The event is a potluck and family oriented occasion. Koha or donations will be welcomed during the opening which is to begin at 4:00p.m. on Friday, October 10th at Te Taumata Art Gallery. The gallery is located on 124 Symonds St, Auckland. Wilson parking is available on Glenside Crescent.

Peter Kaa
Te Taumata Art Gallery (09) 358 0608

Historical and Cultural Significance of Ngawha

Mana Whenua During one of his frequent adventures, the high priest of Te Arawa waka, the tohunga Ngatoro-i-te-Rangi, went to Tongariro and was caught in the snow. He then summoned his two sisters, Te Pupu and Te Hoata to his aid. According to oral tradition, the sisters arrived from Hawaiiki in the form of a taniwha. The taniwha emerged in Ngawha, then Rotorua and finally Taupo - creating the "fire waters" of these areas. This story links the geothermal areas in Aotearoa and also those of the Pacific "Ring of Fire."

Waiwhariki Te Uri-o-Hua and Takotoke hold the proposed prison site as wahi tapu and the Ngawha Stream as awa tapu because the bones of their ancestors have not been removed since they fell in the second Waiwhariki battle (about 1793). There had been ill-feeling between Te Huki of Ngati Hineira, Ngati Rangi, Ngati Pou and Kauteawha of Ngati Rahiri.
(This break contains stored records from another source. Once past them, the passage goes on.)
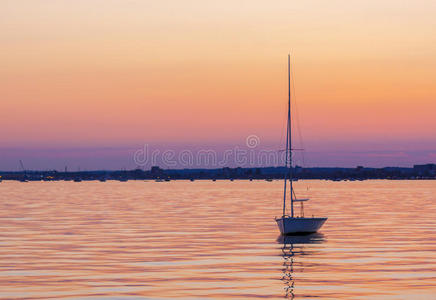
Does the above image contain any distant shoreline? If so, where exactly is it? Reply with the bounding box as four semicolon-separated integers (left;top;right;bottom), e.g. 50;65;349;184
0;164;436;181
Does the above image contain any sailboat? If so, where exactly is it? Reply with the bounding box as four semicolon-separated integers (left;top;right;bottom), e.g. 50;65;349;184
276;54;327;235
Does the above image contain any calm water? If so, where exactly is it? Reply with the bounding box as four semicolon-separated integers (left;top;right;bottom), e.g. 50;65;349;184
0;180;436;299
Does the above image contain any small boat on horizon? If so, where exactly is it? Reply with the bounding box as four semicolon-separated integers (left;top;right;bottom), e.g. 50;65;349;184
275;55;327;235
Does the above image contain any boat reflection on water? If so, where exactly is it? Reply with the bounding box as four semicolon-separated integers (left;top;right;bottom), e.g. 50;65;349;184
277;233;325;299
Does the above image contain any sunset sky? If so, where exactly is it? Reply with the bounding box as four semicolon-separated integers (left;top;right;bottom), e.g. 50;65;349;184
0;0;436;170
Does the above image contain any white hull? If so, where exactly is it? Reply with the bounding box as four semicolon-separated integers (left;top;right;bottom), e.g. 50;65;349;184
276;217;327;235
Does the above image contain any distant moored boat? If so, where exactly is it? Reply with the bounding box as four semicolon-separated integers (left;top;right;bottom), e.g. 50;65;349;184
276;55;327;235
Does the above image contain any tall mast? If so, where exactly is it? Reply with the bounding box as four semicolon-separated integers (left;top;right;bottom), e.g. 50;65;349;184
282;54;294;217
286;54;294;218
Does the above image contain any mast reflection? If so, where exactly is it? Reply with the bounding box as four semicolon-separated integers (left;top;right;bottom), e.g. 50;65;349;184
277;233;325;299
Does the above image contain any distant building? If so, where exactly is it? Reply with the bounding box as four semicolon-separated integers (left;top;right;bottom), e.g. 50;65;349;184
413;164;436;176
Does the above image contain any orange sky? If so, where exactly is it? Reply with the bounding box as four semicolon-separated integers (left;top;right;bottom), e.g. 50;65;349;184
0;0;436;169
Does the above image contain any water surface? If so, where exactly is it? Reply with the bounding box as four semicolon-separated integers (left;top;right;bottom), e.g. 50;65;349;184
0;180;436;299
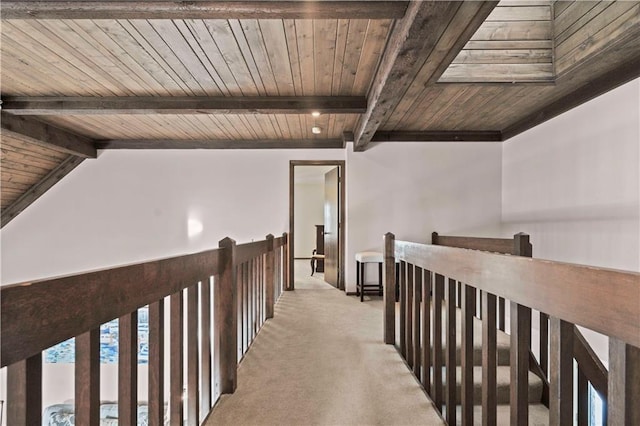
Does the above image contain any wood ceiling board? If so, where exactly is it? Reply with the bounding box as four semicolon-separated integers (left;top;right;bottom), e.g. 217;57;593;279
1;0;408;19
354;2;497;150
382;2;496;133
98;138;344;149
555;2;640;75
0;155;85;227
2;96;367;115
36;114;356;139
1;20;391;96
1;112;96;158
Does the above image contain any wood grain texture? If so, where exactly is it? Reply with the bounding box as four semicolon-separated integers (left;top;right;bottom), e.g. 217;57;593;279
2;0;408;19
3;352;42;425
1;246;220;366
0;112;97;158
421;271;433;395
549;317;574;426
395;241;640;346
510;302;531;426
2;96;367;116
169;290;185;426
607;339;640;425
460;284;476;425
431;273;445;412
444;278;457;425
74;328;100;426
148;298;165;425
215;238;238;394
354;2;497;150
382;232;398;346
0;155;84;227
118;310;138;425
186;283;200;425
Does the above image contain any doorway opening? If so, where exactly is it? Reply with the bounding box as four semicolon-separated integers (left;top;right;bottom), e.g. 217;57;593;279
289;160;346;290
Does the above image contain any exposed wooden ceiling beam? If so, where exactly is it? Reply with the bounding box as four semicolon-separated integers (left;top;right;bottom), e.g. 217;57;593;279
1;111;97;158
1;0;408;19
371;130;502;142
0;155;84;227
502;57;640;140
96;139;343;149
354;1;498;151
2;96;367;115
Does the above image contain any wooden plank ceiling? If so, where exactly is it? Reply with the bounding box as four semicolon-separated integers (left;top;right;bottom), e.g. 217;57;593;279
0;0;640;225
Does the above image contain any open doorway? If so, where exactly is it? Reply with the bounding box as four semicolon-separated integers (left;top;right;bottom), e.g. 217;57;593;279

Takauere Takauere is the revered taniwha and spiritual guardian of Ngawha and other inland waters of the North that are connected by it's acquifer. The site is a part of the geothermal field whose special properties are regarded as taonga-tuku-iho for Ngapuhi-nui-tonu (not only those who live there). The healing and life giving powers of the Wai Ngawha hotpools are well known. Following the sound defeat of the English at the Battle of Ohaeawai, Hone Heke and his wounded bathed in these healing waters.